These pinch pleat drapes bring an elegant and professional touch to your windows and are easier to make than you may think. Pleat tape and pleat hooks make the pleats for you. They glide across a curtain rod effortlessly and always have the perfect drape whether open or closed.
Things You'll Need
Pleat hooks, 4 prongs
Curtain rod rings with eyelets
Pleat tape comes with hook holes 1/2 inch and 1 inch apart for smaller or larger pleats. The pleat hooks come with 2, 3 or 4 prongs for the option of 1, 2 or 3 pleats per hook. Eyelets for your curtain rod rings are necessary so that the drapes can hook onto the rings straight in line with the curtain rod.
Measure the desired length of your drapes starting at the bottom of the installed curtain rings.
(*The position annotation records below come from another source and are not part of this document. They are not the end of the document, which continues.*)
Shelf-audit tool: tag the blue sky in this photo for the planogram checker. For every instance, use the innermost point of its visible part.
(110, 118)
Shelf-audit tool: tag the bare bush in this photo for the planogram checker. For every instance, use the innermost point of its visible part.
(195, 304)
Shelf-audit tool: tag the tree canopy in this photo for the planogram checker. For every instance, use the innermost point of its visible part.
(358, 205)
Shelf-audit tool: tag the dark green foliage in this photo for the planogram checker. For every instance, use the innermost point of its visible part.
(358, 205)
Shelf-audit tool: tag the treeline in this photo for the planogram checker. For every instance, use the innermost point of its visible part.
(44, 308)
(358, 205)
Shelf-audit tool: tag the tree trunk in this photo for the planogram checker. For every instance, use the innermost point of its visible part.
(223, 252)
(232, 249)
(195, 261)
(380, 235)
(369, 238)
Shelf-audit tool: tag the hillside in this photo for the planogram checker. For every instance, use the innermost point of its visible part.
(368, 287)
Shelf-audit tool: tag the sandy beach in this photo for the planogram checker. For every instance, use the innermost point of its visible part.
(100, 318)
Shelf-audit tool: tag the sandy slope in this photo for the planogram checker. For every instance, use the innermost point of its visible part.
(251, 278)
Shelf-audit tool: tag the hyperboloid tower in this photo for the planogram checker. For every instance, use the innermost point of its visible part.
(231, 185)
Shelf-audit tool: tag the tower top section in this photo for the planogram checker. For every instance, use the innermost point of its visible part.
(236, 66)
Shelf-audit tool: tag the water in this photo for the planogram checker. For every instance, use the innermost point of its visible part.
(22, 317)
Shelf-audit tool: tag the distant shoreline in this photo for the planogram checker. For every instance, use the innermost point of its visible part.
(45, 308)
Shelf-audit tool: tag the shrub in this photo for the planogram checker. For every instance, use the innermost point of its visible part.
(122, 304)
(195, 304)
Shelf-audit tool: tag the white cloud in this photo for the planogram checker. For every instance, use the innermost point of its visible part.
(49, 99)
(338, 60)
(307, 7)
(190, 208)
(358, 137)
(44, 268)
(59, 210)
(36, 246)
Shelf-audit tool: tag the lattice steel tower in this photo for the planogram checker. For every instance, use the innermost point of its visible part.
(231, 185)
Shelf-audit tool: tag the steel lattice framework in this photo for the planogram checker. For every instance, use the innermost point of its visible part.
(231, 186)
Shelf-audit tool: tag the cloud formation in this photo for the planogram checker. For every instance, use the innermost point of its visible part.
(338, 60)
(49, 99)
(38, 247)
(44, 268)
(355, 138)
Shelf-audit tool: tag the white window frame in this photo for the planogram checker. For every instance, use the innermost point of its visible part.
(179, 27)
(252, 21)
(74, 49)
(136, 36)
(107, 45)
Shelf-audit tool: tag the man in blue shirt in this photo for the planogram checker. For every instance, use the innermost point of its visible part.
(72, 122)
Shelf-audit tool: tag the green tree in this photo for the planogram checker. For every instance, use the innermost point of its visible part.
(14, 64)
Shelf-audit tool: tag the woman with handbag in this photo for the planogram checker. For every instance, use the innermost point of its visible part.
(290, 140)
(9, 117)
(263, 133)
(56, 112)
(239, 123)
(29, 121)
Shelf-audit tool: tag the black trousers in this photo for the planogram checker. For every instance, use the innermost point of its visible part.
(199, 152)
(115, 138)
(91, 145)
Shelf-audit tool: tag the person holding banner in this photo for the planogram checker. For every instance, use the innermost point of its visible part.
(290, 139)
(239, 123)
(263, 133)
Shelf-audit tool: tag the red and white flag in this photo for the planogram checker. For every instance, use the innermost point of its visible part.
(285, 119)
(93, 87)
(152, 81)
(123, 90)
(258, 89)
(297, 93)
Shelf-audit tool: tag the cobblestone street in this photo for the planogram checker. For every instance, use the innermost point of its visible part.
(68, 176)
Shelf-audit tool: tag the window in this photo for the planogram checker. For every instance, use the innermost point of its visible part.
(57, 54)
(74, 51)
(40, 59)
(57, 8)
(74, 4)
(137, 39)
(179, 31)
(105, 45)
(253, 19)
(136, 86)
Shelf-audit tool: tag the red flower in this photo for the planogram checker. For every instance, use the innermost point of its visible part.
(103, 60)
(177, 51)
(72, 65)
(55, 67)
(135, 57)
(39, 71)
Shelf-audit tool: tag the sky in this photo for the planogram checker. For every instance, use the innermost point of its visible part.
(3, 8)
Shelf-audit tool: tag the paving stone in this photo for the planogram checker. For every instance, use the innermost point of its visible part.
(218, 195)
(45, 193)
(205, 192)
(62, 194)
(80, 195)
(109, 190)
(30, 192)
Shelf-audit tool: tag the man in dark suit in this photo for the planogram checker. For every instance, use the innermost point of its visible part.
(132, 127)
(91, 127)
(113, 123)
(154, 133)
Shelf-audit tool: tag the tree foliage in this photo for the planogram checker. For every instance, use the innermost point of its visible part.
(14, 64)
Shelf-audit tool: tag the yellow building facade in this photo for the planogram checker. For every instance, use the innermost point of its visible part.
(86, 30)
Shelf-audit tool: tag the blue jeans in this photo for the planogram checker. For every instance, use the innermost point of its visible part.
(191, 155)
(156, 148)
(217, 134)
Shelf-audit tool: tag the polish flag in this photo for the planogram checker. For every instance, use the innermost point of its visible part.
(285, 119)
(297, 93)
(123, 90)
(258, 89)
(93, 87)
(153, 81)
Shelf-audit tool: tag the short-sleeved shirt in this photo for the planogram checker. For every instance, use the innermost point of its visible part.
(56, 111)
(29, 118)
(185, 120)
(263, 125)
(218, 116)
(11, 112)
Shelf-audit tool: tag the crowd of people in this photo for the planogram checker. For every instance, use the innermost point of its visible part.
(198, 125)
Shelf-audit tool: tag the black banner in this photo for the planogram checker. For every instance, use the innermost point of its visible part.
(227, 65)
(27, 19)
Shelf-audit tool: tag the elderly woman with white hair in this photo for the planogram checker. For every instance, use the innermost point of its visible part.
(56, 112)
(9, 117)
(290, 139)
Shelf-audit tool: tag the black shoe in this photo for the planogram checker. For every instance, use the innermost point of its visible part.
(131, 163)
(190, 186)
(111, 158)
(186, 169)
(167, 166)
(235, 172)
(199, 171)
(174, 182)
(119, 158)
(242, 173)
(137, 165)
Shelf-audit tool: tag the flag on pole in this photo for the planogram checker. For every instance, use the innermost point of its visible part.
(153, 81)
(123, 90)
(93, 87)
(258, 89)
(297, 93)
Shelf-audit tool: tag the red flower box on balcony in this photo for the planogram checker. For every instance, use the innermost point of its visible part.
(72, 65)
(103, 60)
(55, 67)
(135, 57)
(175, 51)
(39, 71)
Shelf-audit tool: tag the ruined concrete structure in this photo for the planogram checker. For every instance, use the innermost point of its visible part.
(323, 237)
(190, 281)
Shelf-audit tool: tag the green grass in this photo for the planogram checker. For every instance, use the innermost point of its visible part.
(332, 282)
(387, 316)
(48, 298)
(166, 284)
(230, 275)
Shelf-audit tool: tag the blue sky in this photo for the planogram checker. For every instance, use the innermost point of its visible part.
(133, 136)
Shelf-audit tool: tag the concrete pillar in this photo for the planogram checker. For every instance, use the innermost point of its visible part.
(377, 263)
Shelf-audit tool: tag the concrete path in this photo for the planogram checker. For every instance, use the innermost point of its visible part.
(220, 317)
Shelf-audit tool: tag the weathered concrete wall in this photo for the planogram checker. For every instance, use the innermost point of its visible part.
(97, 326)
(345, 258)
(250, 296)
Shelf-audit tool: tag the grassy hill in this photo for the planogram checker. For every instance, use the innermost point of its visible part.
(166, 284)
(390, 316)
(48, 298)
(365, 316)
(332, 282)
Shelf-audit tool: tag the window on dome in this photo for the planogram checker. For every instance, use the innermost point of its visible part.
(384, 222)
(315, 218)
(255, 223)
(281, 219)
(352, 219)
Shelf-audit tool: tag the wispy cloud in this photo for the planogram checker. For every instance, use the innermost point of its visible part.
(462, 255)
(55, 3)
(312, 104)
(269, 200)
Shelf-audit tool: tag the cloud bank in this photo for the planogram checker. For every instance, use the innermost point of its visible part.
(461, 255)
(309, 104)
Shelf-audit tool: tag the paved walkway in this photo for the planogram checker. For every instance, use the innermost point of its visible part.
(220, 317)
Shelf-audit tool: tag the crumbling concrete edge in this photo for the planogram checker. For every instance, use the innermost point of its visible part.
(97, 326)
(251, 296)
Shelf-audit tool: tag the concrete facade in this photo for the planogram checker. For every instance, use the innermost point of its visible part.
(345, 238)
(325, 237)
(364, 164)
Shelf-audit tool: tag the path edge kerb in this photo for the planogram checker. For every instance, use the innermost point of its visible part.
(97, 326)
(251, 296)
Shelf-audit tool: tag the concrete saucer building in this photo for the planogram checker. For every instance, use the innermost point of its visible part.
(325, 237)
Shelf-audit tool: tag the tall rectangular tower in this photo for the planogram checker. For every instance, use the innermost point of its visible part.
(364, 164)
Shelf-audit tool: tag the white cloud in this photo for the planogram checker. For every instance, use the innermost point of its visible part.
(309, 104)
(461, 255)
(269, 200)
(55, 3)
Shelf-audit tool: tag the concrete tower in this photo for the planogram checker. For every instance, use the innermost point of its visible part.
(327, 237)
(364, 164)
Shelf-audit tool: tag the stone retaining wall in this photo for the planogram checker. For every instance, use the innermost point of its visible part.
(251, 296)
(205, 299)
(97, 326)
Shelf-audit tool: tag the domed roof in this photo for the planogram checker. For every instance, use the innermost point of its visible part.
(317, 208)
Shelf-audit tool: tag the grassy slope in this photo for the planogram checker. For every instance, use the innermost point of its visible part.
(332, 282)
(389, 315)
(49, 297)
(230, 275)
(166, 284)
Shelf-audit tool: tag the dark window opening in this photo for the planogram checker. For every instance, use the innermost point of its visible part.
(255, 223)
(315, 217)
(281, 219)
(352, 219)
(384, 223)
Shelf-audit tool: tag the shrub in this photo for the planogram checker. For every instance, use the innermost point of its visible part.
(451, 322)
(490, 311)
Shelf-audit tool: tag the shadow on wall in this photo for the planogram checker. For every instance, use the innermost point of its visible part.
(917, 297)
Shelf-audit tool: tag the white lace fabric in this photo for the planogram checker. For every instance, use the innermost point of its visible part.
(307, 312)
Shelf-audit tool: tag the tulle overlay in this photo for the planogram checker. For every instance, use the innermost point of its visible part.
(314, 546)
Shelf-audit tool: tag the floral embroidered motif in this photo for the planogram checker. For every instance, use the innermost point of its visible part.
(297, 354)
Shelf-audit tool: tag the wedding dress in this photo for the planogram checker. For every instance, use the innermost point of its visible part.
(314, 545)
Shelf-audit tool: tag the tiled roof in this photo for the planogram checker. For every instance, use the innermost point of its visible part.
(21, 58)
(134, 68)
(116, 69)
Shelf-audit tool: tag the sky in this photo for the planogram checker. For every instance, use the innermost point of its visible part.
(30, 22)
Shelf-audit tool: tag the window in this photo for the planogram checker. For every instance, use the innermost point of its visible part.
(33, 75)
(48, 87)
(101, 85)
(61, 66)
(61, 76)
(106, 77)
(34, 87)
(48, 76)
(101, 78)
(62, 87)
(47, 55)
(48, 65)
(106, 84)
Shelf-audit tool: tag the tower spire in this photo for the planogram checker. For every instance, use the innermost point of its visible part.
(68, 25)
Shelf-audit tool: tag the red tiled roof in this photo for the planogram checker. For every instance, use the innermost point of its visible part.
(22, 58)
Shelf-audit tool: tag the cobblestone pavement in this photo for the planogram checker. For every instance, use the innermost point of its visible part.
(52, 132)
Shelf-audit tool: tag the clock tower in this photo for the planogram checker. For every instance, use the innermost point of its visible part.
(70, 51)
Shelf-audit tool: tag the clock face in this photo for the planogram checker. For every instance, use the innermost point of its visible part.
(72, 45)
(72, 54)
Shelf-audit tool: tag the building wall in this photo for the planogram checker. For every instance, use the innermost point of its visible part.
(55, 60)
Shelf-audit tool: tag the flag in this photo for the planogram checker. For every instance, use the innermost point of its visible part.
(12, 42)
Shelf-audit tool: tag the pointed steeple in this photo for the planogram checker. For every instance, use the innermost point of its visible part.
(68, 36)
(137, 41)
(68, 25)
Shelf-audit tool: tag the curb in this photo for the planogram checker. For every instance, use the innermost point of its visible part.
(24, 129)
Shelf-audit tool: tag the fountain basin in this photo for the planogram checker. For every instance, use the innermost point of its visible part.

Add 1/2 inch seam allowance to the top, 1 inch to the sides, and 2 inches for the hem. To find the width of your curtain panel, multiply the width of your window by 2.5 for traditional sized pleats. Since most fabrics come in 45 inches to 60 inches wide, you may need to combine several panels. For example, 60 inches wide fabric will finish at 25 inches wide with 7 pleat hooks.
Pin the pleat tape to the top edge of the drapes, right sides together, leaving a 1 inch space at the side seam for seam allowance. Take note of which side the holes for the pleat hooks are and place them against the right side of the fabric, facing down towards the length of the fabric. Sew along the top edge.
Turn over the pleat tape and press. Top stitch along the bottom of the pleat tape, making sure not to sew over the pleat hook holes.
Optional Step: Add a contrasting border by combining two panels horizontally. Make a french seam by sewing wrong sides together, 1/2 inch from the edge. Trim the seam allowance, flip fabric to right sides together, press and sew 1/2 inch from the edge.
Turn the raw edge along the side of the drapes under 1/2 inch and press. Turn under 1/2 inch again while making sure you cover the edge of the pleat tape. Press and top-stitch down to finish the side seam. Repeat this step for the hem, or wait until the drapes are finished and hung to mark the hem.
Open the hook lock at the bottom of the hooks and begin to insert the pleat hooks into the tape. Fold the fabric as you go to start the pleat. Pleat hooks come with edge hooks which do not pleat the fabric. You can use this, or start the pleat at the edge. Skip a hook hole on the tape for space between your pleats. You may need to adjust the placement of hooks depending on the amount of pleat tape hook holes on the width of your panel.
Use a chopstick or pencil to pull out and straighten the pleat. Close the hook lock on top of your pleated fabric.
Place curtain rod rings with eyelets onto your rod. Hook your drapes onto the eyelet as shown. Adjust the pleats with your fingers for a nice fold.
Try several different pleat hook arrangements on your tape to see what you like. Skip two rows for a wider space between pleats. Or make the pleats larger by skipping a row while you insert the pleat hooks.
A large amount of fabric is used for these drapes. Make sure to buy extra in case you need to add another panel or two.